Agent: The weather in London is currently 15°C and cloudy.
User: Thanks! Now, can you search for popular tourist attractions there?
### Current Task
Based on the conversation, use the appropriate tool to find popular tourist attractions in London.
This structured approach aids the LLM in understanding the different components of its input and their roles.
While the above strategies manage information already introduced into the interaction, sometimes the agent needs specific pieces of information that it hasn't encountered yet or that were part of a much earlier, now summarized, interaction. Your application logic can proactively inject relevant context snippets into the prompt. For example, if the agent mentions a specific entity, the system can retrieve a brief definition or key facts about that entity from a knowledge base and add it to the prompt for the current turn, enriching the agent's short-term memory.

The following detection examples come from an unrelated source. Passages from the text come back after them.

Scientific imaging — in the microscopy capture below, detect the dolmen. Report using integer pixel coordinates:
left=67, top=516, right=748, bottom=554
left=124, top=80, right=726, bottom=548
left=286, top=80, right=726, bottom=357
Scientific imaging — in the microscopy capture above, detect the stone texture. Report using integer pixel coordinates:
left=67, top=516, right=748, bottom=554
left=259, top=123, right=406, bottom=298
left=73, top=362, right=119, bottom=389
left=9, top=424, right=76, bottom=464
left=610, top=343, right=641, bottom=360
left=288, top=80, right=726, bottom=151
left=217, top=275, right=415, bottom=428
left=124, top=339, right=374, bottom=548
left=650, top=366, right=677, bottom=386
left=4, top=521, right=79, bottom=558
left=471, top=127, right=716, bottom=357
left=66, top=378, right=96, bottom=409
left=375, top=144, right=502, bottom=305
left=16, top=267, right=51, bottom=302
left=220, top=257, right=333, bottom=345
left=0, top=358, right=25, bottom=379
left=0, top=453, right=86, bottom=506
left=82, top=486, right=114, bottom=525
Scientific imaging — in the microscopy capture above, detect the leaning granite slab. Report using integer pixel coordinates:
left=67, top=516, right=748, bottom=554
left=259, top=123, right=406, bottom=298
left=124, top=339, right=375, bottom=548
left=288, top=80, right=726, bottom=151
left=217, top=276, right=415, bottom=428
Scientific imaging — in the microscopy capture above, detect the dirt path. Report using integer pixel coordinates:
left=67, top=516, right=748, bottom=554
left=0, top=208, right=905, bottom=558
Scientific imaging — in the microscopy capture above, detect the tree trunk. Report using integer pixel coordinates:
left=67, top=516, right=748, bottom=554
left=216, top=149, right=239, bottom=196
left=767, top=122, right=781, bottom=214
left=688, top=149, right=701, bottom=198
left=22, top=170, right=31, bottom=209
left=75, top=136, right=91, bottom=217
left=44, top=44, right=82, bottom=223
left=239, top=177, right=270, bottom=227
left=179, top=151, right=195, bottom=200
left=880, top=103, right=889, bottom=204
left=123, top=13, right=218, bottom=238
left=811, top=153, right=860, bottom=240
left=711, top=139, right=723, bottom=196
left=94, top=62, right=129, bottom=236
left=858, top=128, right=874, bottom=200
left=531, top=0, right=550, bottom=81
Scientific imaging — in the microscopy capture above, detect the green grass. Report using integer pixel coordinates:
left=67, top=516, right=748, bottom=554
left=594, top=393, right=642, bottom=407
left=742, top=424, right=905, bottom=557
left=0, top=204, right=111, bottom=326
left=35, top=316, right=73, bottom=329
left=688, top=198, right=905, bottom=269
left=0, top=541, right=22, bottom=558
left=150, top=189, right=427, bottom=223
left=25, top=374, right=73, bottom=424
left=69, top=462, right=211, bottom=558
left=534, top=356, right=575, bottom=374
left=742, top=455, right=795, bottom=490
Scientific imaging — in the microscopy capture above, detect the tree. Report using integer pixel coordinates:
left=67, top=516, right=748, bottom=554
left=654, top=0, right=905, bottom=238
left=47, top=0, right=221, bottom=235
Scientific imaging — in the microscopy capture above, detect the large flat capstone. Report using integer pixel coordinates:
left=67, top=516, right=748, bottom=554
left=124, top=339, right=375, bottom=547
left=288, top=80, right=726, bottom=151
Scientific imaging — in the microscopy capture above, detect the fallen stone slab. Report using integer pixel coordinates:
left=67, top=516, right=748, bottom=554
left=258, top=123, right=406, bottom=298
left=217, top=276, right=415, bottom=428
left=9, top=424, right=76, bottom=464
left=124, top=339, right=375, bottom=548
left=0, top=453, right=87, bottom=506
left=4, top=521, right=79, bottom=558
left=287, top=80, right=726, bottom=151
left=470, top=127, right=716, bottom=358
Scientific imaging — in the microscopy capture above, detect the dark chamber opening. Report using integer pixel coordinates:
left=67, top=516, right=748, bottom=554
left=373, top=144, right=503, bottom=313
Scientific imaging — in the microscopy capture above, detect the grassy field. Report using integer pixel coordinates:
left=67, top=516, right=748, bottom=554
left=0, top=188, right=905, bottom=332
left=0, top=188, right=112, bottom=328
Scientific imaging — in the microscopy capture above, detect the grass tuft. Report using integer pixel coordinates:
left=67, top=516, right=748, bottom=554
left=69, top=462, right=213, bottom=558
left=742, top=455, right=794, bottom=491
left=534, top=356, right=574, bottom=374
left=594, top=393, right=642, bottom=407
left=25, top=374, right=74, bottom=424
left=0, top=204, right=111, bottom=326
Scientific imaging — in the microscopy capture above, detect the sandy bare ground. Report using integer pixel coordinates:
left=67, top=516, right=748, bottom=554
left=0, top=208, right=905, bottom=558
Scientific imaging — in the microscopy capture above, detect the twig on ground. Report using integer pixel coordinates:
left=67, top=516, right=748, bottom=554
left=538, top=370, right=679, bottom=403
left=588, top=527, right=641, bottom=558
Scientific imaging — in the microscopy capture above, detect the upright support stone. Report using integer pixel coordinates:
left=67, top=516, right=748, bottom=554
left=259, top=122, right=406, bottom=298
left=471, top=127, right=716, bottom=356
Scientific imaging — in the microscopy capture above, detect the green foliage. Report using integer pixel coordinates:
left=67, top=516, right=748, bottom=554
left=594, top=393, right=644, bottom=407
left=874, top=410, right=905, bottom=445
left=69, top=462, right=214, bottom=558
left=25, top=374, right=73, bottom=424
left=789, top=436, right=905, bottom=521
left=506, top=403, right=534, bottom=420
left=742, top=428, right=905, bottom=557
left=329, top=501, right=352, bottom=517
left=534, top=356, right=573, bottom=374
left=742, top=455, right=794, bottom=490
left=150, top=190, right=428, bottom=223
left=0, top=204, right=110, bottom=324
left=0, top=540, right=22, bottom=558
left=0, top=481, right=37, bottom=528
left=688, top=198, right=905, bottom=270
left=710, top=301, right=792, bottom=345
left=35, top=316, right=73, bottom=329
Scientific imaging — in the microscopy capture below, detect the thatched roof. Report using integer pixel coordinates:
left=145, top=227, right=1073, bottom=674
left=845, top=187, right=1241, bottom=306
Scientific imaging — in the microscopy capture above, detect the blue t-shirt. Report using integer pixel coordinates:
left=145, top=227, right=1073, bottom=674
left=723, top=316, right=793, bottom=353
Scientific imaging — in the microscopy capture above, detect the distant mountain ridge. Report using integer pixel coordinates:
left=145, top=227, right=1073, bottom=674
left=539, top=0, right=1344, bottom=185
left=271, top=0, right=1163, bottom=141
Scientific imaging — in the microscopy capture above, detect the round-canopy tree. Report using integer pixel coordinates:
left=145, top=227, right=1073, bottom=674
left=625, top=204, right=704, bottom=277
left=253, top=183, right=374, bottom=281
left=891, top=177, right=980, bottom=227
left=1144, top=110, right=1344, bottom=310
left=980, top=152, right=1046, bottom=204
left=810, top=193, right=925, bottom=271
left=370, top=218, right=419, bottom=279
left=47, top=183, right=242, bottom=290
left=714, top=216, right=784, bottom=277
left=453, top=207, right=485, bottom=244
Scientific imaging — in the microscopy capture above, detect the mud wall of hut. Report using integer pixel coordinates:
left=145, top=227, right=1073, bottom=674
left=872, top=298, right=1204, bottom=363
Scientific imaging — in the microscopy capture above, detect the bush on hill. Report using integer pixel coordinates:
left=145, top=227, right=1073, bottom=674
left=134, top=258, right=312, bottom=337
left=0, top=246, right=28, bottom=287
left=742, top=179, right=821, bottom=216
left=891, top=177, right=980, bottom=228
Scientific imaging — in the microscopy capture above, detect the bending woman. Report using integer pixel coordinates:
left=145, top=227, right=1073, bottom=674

The following diagram illustrates how various pieces of information constitute the prompt, which in turn populates the LLM's context window for a given processing turn.
The diagram shows that the prompt, containing system instructions, user requests, history, tool data, and working notes, fills the LLM's context window. This window then informs the LLM's processing unit to generate an output.
The primary goal of these prompt strategies is to use the limited context window efficiently and prevent critical information from being lost. When the volume of information (system prompts, history, tool descriptions, current query) exceeds the LLM's token limit, the model will inevitably "forget" some of it, usually the oldest information in a simple truncation scenario. This loss can cause the agent to lose track of its goals, repeat previous actions, or fail to use relevant past information.
By actively managing what goes into the prompt each turn, summarizing, selecting, and structuring, you reduce the likelihood of such context overflow. These techniques are your first line of defense for maintaining coherent, stateful agent behavior over several turns of interaction.
While these methods are powerful for managing short-term memory, they are not a complete solution for long-term knowledge retention or recalling information from vast datasets. For those requirements, strategies involving external knowledge bases and retrieval mechanisms, discussed later in this chapter, become essential. However, a well-managed context window is the foundation upon which all other memory techniques build.